Tyree and Walters’ is a more scholarly treatise. The danger you face with a BFI Classic is that given the prospect of filling 25,000 words rather than their usual 800, critics will make statements of increasing stupidity and chin-stroking contrariness in a bid to justify their existence. Walters, Time Out’s deputy film editor, and Tyree, avoid such dangers by identifying the two key quotes in the film – ‘What makes a man?’ and ‘Fuck it, Dude. Let’s go bowling’ – and honing their exposition around these twin themes of (Hollywood) notions of masculinity and a philosophical prioritisiation in favour of fun. It’s the latter, they conclude, that makes ‘…Lebowski’ such a joy; few pastiches are so devoid of cynicism as the Coen brothers ‘work backwards through irony… to real emotional content’. They locate the film within a literary comedic tradition that includes Laurence Sterne, Mark Twain and Henry Fielding.

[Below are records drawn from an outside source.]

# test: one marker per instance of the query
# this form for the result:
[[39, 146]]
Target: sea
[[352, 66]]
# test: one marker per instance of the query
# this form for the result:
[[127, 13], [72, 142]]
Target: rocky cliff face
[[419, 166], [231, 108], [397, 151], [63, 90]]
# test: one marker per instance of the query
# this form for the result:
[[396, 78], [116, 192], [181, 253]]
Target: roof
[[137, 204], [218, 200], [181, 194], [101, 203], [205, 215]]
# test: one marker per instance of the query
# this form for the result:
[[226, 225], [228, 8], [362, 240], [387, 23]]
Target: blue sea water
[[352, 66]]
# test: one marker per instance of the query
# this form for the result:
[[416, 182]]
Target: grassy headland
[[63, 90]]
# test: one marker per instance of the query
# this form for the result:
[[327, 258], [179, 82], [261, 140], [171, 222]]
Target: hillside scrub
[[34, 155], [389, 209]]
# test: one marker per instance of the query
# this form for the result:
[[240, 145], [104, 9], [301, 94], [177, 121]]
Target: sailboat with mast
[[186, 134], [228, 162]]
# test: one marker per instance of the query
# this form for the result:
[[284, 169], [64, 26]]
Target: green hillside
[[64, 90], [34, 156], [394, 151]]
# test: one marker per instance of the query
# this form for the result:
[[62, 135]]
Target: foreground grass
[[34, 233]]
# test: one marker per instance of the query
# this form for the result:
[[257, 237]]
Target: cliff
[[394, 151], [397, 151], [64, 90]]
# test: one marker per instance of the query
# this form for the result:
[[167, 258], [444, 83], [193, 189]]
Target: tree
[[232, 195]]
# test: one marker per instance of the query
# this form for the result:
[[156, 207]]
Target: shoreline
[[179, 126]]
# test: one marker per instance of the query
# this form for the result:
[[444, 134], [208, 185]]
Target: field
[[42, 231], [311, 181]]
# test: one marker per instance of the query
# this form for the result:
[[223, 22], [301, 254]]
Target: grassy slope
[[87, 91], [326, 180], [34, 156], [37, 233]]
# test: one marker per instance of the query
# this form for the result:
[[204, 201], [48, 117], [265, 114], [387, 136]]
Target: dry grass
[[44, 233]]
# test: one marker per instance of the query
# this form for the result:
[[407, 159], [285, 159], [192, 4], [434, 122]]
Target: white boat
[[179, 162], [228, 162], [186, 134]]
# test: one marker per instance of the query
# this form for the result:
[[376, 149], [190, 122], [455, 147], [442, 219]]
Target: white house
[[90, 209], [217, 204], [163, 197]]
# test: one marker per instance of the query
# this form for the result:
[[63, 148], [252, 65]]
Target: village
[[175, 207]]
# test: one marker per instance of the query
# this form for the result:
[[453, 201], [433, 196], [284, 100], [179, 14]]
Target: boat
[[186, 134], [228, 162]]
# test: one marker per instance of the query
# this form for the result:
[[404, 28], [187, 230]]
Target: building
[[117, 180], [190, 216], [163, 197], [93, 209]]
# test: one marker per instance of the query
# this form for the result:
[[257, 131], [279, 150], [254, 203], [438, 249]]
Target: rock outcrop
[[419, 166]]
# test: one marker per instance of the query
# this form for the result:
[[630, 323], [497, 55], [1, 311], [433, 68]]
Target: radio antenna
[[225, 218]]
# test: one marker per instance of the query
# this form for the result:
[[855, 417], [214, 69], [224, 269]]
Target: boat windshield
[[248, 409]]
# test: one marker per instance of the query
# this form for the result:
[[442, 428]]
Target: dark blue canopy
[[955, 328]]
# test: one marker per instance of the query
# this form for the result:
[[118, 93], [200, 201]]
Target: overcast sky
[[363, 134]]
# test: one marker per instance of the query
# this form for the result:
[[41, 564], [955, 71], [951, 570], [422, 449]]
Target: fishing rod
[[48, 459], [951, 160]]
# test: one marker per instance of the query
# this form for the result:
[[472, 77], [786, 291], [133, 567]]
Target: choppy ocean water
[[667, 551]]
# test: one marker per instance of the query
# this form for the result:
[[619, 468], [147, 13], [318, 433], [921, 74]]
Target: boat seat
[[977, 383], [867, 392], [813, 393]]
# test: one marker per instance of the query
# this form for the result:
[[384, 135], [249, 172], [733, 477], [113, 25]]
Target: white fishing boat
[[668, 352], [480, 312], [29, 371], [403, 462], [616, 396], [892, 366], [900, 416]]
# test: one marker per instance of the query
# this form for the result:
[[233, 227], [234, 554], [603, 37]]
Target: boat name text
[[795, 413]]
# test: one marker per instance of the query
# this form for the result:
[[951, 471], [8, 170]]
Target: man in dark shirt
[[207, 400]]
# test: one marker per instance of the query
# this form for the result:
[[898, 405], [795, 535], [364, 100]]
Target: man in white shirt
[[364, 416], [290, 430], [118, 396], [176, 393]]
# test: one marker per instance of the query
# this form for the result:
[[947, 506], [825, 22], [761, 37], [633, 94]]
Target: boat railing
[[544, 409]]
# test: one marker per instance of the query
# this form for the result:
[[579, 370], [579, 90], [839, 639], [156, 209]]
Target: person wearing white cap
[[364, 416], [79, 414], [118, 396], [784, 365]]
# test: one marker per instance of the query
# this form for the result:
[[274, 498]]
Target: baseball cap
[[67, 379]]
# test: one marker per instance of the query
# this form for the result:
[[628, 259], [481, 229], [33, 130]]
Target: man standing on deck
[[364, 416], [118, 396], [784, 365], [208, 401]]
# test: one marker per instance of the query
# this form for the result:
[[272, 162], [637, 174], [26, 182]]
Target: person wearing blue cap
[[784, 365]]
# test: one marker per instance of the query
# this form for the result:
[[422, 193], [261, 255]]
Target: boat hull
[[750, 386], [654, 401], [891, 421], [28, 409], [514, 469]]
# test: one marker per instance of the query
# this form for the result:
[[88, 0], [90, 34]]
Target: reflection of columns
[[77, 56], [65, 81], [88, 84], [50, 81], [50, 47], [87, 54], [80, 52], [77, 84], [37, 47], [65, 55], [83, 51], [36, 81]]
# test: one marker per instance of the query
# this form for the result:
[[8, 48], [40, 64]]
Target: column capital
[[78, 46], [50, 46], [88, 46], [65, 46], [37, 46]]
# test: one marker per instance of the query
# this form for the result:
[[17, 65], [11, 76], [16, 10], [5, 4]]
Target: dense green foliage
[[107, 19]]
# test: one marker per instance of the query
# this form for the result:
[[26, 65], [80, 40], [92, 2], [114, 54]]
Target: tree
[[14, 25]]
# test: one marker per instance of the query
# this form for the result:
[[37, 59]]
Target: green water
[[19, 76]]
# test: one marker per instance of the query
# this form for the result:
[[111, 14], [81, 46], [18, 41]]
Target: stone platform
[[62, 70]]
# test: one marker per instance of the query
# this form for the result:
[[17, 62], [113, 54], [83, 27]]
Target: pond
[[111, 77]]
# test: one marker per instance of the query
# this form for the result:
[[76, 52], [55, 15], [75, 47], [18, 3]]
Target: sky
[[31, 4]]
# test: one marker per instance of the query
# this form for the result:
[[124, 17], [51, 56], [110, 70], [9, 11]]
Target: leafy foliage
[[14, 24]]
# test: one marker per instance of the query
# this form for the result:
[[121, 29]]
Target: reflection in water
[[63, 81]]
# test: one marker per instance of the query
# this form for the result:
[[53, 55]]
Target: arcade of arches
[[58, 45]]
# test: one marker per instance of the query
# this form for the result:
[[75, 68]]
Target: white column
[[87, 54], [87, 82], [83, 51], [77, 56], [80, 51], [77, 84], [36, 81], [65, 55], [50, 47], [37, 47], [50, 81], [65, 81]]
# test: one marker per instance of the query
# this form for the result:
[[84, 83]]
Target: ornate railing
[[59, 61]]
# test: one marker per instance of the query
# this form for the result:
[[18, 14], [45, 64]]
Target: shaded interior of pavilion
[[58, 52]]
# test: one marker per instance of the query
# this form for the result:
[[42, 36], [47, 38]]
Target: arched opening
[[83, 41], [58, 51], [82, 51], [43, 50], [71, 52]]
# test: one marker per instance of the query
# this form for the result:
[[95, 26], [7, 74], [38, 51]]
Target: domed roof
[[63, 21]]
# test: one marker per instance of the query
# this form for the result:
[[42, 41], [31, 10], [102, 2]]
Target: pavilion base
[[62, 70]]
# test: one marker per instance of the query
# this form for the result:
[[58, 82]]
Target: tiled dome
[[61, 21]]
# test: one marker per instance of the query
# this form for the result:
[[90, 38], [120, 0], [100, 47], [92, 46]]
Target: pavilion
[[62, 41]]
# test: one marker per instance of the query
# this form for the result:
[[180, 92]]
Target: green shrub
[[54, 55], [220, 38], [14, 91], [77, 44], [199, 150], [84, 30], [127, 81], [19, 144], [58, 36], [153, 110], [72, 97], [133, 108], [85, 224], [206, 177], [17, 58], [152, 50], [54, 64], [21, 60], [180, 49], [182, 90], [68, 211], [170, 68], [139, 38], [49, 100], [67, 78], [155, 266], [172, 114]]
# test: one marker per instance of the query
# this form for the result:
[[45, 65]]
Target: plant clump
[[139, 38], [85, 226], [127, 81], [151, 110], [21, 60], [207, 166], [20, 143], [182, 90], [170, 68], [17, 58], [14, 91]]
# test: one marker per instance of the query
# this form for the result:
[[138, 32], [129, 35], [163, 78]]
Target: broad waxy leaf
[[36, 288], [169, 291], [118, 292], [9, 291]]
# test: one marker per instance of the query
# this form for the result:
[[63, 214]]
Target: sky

The authors also focus on the ghost bonds between ‘…Lebowski’ and its spiritual cinematic grandfather ‘The Big Sleep’, illustrating their smart observations with a great selection of stills from both films that really tie the book together. It’s a pity that there’s little room here to discuss the third key film in this unofficial LA trilogy, Altman’s ‘The Long Goodbye’, a Marlowe homage/pastiche that anticipated, informed and adds depth to much of what the Coens did with ‘…Lebowski’. Other minor, fanboy quibbles aside – an overtuned gaydar for The Stranger; a misreading of Walter’s streetfighting style; a ‘Madame Bovary’ for a ‘Modesty Blaise’ – this is terrific stuff, intellectually engaging, visually appealing and shot through with wit and insight. Mark it eight.